Bonnie Siegler | Dear Bonnie

Wondering in Washington D.C.

Dear Bonnie

A college friend of mine, who works in finance, recently wrote me and asked if it was okay for him to hate the new Google logo. This was someone who never cared a whit about design. Why does he (and seemingly everyone else) care so much about logo design all of a sudden?

Wondering in Washington D.C.

Dear W.,

A logo is essentially the graphic representation of a brand. William Golden (creative director for CBS in the 1950s) definitively wrote, "A brand is the total impression on the public through [a company’s] products, its policies, its actions and its advertising.” Emphasis on total. Suddenly, however, it seems as if everyone is talking about the logo and just the logo. I am hoping this interest could be a gateway to a deeper exploration of the ubiquity of design and its role in our society. But right now, people are just focusing on the tip of the iceberg, this singular representation of the company and not how the brand identity will play out, why the company chose it, or what they are trying to say to us. It is much easier to talk about a representation of the brand than the brand itself.
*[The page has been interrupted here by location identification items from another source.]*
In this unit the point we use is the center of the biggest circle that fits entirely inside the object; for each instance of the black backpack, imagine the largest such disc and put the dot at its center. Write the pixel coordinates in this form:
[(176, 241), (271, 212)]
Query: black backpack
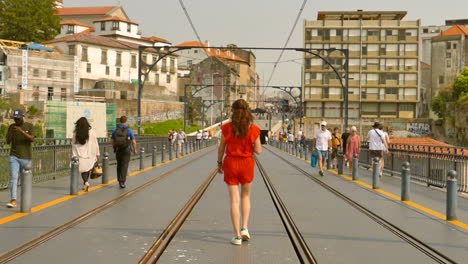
[(122, 140)]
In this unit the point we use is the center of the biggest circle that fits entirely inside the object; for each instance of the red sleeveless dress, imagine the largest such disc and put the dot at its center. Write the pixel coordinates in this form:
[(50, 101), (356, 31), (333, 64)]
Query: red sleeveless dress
[(239, 164)]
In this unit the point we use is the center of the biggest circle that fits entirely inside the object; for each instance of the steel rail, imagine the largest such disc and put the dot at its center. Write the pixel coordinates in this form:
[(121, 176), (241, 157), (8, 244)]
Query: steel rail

Despite all the ink spilled over the new Google logo, the Orwellian choice of this Big Brother-like company choosing childlike typography and colors feels overlooked. Or take Jeb Bush’s unintentionally ironic logo, which packs much more enthusiasm than Jeb! himself has ever exhibited. It’s fascinating how these choices get all the way through their respective pipelines of people.

I think another reason it has come to pass right now, is a near universal skepticism about corporations and their self-representation in general. There was a time when we trusted companies and their motives, almost without question, assuming a level of honest intent. Now, however, we assume it’s all just expensive propaganda, so analyze and question we must.

The only fair way to discuss logo design and branding is to understand what the goals of the product are in a broader, less superficial, and (dare I suggest) honest way, what they are trying to say, and how it all integrates in the bigger picture. Maybe that will come with time.

Jessica Helfand suggested, in this recent interview on BBC, that the recent fascination may have something to do with the fact that on social media we all have our own brands now, so we are more sensitive to visual representations of other entities, especially those we love, or just love to hate.
This burst of interest in (and scrutiny of) logo design is ultimately good for our profession. Civilians have always been interested in analyzing and critiquing fine art, architecture, film, interior design, and product design. Only when graphic design starts becoming part of the every day conversation will high school kids (and your parents) start to know, think, and care about it. When it becomes a career option on par with the other arts, there will be more interest and more intelligent dialogue, which will make for better clients. It will also mean more applications to design departments and hopefully more much-needed diversity added to our ranks.